Quant aux villes, je suis d'accord, François Ier et Henri II, et bien avant avec Louis XI, le roi à un pouvoir de plus en plus absolutiste. Mais le XVIe siècle voit encore des seigneurs tenter à restaurer l'âge d'or des seigneurs, la période féodale. Les villes possèdent au XVIè siècle encore beaucoup de pouvoirs: je ne parle pas des bourgs (sous contrôle d'un seigneur), mais des "bonnes villes". Ces villes sont libérés, au Moyen Âge, des pouvoirs seigneuriaux et sont placés sous juridiction royale. En échange de leur fidélité les rois leurs donnent une autonomie: elles s'administrent elles-mêmes, se défendent elles-mêmes (elles financent leurs milices, dites bourgeoises, et leurs défenses), se financent elles-mêmes, et le roi accorde des privilèges aux habitants ayant un statut de bourgeois (ce statut est soit vendu, ou soit il faut être propriétaire d'une maison dans la ville, l'accès à ce statut dépend de la ville). Les bourgeois assurent la défense (milice) et participent au pouvoir municipal. À l'époque de Henri III c'est le même système. Sauf que les rois tolèrent de moins en moins les pouvoirs. La crise financière de l’État oblige Henri III de se servir en empruntant dans les caisses de la ville de Paris, ce que les autorités municipales apprécient de moins en moins au fil du temps, puisque les emprunts sont tellement nombreux que la municipalité est de plus en plus gravement affecté. Le roi se justifie: dans le pensée médiévale, la bonne ville est le vassale du roi; Henri III ne fait qu'appliquer son droit de suzerain en réclamant une aide financière à la ville vassale. Mais avec le temps, les communautés bourgeoises ne comprennent plus ceci, et avec l'évolution du droit (redécouverte du roit romain à la fin du Moyen-âge): maintenant les emprunts du roi sont considérés, en quelque sorte comme une aliénation d'une partie de la
res publica. C'est un vrai débat de société sur le régime qui finit par expliquer le fil rouge du conflit politique des guerres de Religion: à part la religion, il y a peu de différence d'arguments politiques entre les protestants des "Provinces Unies du Midi" et des catholiques de l'Union. Ils veulent une monarchie contrôlée, et décentralisée.

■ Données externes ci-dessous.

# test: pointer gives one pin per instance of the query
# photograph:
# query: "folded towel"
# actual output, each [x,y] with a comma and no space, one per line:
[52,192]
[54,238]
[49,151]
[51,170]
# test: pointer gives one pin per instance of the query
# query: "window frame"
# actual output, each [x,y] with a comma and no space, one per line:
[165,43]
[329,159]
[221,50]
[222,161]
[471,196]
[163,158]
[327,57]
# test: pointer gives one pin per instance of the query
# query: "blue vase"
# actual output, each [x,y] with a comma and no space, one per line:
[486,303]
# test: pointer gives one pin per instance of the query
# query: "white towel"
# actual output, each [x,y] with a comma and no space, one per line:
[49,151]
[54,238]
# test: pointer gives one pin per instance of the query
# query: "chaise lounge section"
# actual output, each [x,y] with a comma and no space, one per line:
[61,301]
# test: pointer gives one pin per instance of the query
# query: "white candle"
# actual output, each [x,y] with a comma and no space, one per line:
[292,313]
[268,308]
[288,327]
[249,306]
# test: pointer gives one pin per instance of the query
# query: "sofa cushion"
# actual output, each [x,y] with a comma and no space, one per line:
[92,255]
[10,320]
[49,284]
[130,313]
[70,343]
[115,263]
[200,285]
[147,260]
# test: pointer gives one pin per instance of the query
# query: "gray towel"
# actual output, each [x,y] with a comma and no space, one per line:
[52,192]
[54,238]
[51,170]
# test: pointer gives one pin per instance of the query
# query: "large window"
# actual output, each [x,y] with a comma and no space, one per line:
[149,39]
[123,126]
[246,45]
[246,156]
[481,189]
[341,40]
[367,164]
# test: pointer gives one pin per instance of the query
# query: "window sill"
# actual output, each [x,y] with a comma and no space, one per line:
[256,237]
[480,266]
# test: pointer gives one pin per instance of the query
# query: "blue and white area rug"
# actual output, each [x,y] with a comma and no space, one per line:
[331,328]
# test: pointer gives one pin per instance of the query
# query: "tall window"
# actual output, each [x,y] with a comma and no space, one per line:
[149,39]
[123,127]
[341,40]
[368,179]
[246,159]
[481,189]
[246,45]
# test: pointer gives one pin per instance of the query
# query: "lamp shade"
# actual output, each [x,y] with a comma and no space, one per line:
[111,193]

Mais Henri III ne l'entend pas ainsi. J'ai vu dans un livre qu'il aurait put accepter une monarchie tempérée comme Élisabeth en Angleterre, mais il tenait à garder sa "Majesté" et il ne voulait pas partager la souveraineté, alors que les huguenots et les ligueurs veulent que les États-Généraux et les Princes du royaume puissent aussi avoir une part de souveraineté dans le gouvernement du royaume. La guerre se termine par la victoire de la vision des Valois reprise par les Bourbon, seul le roi est souverain, car il détient son pouvoir de Dieu (sacre) et de ses ancêtres (transmission de la Couronne selon les Lois Fondamentales) c'est-à-dire Saint Louis, et les Valois se considéraient aussi descendants de Charlemagne. Joël Cornette, dans
Chronique de la France Moderne, Paris, SEDES (coll. Regards sur l'histoire), tome I: Le XVIe siècle, p.318, cite Robert Descimon,
Qui étaient les Seize? Mythes et réalités de la Ligue parisienne (1585-1594), Paris, 1983, où il explique que la guerre de la Ligue est un conflit de même nature que les révolutions anglaises du siècle suivant et de même nature que les révoltes néerlandaises face au pouvoir absolutiste du roi d'Espagne.